Synaptic vesicle (SV) exocytosis is mediated by SNARE proteins that form the core of a membrane fusion machine; this machine is precisely controlled by regulatory proteins. Rapid, synchronous Ca2+-triggered SV fusion is triggered by the tandem C2-domain Ca2+-binding protein synaptotagmin 1 (syt1), but the mechanism of action of syt1 remains unclear.
In Aim 1, we address this issue three ways. In the first sub-Aim, we will exploit a new and powerful assay that we developed in which SNARE-bearing nanodiscs dock and fuse with cognate SNARE-bearing black lipid bilayers, thus enabling the first electrophysiological recordings of entirely recombinant fusion pores. This system affords sec time resolution to reveal fundamental properties of individual fusion pores. This advance makes it possible to directly address the impact of wt and mutant forms of syt1 on the conductance and kinetic properties of pores. We will test the idea that different structural elements of syt1 regulate pore opening versus dilation. In the second sub-Aim, we will build on our new preliminary finding that the C2B domain (i.e. the second Ca2+ binding motif in the primary sequence), but not the C2A domain (the first Ca2+ binding motif), is both necessary and sufficient to trigger robust exocytosis in neurons. We will graft structural elements of C2B onto C2A to conduct gain-of-function experiments that will reveal which elements, and hence effector interactions, enable C2B to trigger fusion. In the third sub-Aim, we will determine the biochemical and functional deficits of novel syt1 mutations recently identified in two human patients, thus uncovering the molecular basis for the debilitating conditions that result from these mutations. There are seventeen isoforms of syt, and our long term goal is to elucidate the functions of each of them.
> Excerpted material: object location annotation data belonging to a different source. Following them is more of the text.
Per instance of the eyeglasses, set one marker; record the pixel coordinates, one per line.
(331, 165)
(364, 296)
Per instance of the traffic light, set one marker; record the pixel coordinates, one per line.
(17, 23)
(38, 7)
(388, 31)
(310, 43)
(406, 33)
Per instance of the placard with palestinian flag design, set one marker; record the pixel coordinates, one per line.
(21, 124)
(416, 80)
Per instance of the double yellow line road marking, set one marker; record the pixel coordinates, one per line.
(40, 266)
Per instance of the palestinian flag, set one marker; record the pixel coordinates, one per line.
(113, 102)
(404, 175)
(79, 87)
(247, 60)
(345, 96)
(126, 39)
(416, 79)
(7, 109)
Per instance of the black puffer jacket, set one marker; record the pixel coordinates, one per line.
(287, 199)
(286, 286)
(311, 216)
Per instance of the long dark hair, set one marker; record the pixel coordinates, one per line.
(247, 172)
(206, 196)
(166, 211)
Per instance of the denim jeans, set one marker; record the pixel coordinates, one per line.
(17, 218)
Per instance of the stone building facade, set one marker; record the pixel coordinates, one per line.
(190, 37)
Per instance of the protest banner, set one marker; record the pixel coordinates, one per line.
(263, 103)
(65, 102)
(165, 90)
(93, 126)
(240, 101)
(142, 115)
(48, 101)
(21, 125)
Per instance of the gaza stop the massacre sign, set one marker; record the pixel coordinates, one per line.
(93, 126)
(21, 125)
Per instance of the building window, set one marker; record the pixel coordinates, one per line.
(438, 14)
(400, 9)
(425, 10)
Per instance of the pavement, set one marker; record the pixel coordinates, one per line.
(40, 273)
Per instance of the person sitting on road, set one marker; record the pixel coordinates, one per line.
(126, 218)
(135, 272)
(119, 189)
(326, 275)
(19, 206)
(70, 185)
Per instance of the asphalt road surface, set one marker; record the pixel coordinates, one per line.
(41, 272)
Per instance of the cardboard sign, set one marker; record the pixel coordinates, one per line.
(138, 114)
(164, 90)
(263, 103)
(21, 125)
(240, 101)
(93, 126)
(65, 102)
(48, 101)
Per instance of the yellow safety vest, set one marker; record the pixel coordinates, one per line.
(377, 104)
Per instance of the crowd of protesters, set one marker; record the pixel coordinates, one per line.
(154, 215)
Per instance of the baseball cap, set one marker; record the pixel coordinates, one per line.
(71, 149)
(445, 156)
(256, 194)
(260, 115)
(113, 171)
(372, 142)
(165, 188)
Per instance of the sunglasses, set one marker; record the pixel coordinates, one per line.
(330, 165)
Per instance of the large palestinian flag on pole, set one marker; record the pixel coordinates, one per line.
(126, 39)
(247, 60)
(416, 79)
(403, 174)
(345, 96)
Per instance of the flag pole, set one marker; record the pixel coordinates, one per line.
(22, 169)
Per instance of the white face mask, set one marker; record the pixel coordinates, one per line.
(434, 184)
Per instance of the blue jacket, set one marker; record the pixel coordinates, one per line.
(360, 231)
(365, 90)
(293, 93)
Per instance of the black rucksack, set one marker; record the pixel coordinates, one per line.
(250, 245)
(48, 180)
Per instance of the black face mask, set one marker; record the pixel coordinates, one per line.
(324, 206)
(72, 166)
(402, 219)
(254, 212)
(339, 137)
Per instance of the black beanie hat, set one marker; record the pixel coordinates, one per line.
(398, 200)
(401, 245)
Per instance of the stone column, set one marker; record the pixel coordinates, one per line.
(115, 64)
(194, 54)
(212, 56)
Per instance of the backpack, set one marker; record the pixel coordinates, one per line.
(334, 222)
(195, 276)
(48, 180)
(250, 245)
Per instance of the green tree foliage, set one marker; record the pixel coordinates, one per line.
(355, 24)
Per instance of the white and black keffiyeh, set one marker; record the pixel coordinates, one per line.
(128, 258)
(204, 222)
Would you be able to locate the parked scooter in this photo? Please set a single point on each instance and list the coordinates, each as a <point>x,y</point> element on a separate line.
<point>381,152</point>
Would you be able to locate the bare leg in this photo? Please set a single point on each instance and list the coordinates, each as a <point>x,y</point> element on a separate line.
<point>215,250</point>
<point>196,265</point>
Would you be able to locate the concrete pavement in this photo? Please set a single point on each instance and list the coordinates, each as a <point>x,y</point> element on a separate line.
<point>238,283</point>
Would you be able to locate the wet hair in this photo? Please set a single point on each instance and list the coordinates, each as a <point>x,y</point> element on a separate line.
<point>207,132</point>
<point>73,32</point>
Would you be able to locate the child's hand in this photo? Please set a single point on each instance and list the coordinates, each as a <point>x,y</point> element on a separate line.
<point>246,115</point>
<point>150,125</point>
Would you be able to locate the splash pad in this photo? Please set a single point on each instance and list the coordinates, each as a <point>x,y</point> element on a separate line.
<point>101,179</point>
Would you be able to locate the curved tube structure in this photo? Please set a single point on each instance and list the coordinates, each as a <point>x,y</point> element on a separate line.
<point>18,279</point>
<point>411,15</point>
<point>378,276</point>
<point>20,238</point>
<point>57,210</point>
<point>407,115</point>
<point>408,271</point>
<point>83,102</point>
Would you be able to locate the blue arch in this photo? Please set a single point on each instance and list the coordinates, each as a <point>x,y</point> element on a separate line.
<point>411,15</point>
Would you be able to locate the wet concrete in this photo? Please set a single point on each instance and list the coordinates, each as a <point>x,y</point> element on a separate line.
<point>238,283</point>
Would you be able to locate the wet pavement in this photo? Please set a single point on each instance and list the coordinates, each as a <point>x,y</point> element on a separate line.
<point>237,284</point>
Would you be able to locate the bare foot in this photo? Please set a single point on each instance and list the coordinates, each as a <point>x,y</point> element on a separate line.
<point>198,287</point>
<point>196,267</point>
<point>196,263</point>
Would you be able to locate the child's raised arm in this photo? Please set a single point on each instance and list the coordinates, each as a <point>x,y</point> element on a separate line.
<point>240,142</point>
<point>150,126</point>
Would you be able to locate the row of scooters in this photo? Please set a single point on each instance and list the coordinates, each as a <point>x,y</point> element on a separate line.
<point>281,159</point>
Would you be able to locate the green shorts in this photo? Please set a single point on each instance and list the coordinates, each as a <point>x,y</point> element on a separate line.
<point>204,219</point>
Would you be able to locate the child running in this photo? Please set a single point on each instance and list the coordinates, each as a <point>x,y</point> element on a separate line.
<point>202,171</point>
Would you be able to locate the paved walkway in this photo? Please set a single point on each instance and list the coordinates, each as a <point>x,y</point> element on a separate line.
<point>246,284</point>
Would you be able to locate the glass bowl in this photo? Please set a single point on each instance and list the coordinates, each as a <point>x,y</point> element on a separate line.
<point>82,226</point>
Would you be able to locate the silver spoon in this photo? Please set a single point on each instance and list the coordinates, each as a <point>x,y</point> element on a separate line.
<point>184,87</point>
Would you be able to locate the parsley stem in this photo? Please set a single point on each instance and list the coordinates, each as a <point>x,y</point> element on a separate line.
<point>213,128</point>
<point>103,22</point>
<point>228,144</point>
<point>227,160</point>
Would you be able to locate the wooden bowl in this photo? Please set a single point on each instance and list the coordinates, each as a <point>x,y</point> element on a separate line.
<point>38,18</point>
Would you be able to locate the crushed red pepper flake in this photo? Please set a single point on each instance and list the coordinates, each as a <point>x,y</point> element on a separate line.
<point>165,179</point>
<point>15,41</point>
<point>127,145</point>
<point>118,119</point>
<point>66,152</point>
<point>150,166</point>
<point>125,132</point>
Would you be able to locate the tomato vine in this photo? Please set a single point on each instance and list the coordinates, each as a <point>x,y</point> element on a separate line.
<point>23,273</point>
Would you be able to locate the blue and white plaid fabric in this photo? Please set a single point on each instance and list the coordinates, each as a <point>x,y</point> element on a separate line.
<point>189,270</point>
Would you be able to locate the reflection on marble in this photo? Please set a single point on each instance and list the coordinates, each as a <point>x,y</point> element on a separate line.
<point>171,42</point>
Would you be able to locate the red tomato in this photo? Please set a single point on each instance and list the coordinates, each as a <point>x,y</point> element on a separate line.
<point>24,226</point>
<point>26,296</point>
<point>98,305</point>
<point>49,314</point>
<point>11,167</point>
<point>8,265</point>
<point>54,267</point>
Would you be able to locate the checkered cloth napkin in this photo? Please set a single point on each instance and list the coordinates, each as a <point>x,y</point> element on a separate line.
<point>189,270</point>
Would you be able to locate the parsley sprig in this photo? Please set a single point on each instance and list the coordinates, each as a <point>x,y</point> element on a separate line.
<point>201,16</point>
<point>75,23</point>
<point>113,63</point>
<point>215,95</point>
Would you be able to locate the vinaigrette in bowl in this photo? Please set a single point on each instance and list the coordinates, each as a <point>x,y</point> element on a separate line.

In Aim 2, we focus on one of the least studied isoforms, syt17 (also called B/K protein). No function has been assigned to syt17, but it is expressed in a number of brain regions and has been associated with autism. Our preliminary studies indicate that syt17 plays a role in neurite outgrowth, synaptic transmission, and behavior. We will study the interaction of this syt isoform with Ca2+ and other molecules, determine its subcellular localization and trafficking, conduct a detailed analysis of its impact on neuronal morphology and neurite outgrowth kinetics, and determine whether it regulates axonal regeneration after injury. Also, because syt17 has been implicated in a neurological disorder, we will continue to study how loss of this protein impacts synaptic transmission and behavior in mice. Together, the two Aims proposed here will provide important new insights into the function of syt1 and syt17, and will highlight how members of this protein family have functionally diverged to regulate vastly different aspects of neuronal cell biology.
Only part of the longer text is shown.